En el boom de las películas de superhéroes llega a los cines Hijo de la oscuridad, una nueva propuesta escrita por Brian y Mark Gunn y producida por James Gunn (Guardianes de la Galaxia).

Hijo de la oscuridad cuenta la historia del matrimonio Breyer, cuyo mayor deseo es tener un hijo. Una noche, cerca de su casa, cae lo que parece ser un meteorito, sin embargo, apenas se acercan descubren que es un bebé. Emocionados deciden criarlo como si fuera un hijo al que adoptaron y lo llaman Brandon.

Cuando Brandon crece y entra en la pubertad se da cuenta que tiene superpoderes: visión de rayos láser, vuela, superfuerza y nada de la Tierra puede lastimarlo. Hasta este punto la historia suena familiar, podría tratarse de un nuevo Superman. Sin embargo, desde que el filme comienza el espectador se da cuenta de que algo extraño y macabro sucede.

Un día Brandon se percata de que no es un terrícola y que posee habilidades que lo hacen superior a los humanos, y en lugar de enfocarse en hacer el bien, empieza a destruir para apoderarse del mundo.

Este twist de las historias tradicionales de superhéroes, la hace una cinta interesante. Resulta lógico pensar que una criatura que viene del espacio no necesariamente tendría que enamorarse de la humanidad y salvarla a toda costa. La maldad injustificada de Brandon Brightburn es equivalente a la bondad injustificada de Superman.

El filme combina los géneros de terror y superhéroes a la perfección, aunque el suspenso y el miedo predominan. Esto resulta relevante pues James Gunn ha incursionado en ambos géneros, gracias a El amanecer de los muertos y Guardianes de la galaxia.

A diferencia de las películas de terror tradicionales, en este filme se usan distintos escenarios, parecido a lo que sucede en las de superhéroes. Es decir, aparecen varias casas, un granero, una cafetería, una escuela y cada lugar es igual de importante para la trama.

Por otro lado, resulta relevante que las tomas hacia Brandon sean distintas que las que se usan en las películas de Superman. Es decir, tienen los mismos poderes, pero a Superman se le puede ver de cerca mientras vuela, con tomas cerradas, lo que provoca esperanza y tranquilidad.
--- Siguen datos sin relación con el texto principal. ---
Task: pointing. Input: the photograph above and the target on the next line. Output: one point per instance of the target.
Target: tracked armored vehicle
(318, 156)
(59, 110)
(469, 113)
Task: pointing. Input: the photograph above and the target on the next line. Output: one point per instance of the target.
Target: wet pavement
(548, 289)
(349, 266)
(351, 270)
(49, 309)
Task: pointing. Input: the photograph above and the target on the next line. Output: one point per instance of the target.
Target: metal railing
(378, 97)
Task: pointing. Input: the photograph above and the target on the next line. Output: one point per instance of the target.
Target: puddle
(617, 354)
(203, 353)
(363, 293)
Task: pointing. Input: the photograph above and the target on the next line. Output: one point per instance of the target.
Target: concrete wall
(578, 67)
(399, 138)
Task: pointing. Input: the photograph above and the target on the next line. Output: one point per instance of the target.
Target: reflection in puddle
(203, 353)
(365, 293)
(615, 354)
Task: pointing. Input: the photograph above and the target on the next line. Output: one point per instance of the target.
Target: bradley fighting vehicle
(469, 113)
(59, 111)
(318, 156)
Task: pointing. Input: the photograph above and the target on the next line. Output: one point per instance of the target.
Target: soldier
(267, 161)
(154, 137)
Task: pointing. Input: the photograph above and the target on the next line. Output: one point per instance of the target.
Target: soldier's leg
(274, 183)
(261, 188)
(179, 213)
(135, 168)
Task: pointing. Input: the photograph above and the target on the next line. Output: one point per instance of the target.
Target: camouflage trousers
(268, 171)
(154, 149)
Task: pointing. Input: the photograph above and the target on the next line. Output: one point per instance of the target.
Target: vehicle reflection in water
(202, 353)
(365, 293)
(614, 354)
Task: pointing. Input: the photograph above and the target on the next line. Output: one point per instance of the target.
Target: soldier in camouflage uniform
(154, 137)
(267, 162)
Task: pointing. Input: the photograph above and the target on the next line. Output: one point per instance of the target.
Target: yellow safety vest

Por otra parte, a Brandon Brightburn no se le enfoca mientras vuela, sólo se utilizan tomas abiertas y apenas se puede ver qué es lo que pasa, esto provoca miedo y angustia.

En Hijo de la oscuridad se ve la inspiración de un filme como Halloween de 1978, empezando por el nombre de Brandon Breyer, que fonológicamente recuerda al famoso Michael Myers. Además, al igual que el filme de los años 70, esta nueva cinta esta llena de escenas en las Brandon observa y acecha a sus víctimas.

La película es protagonizada por Elizabeth Banks (Notas perfectas), David Denman (La Oficina) y Jackson A. Dunn (Glow). Los tres actores hacen un buen trabajo interpretando a la familia Breyer. Banks y Denman realmente encarnan a una pareja que ama incondicionalmente a su hijo hasta que comienza a darles miedo. Por otro lado, Dunn personifica a una criatura macabra con cara y cuerpo de niño.

Hijo de la oscuridad es una buena apuesta en este nuevo género fusión. Al final se plantea la posibilidad de crear una nueva franquicia de seres malignos, sin ningún motivo aparente, con poderes extraordinarios. La falta de un héroe que salve la situación inclina la balanza al lado maligno, ¿por qué necesariamente por cada villano debe existir un héroe y viceversa?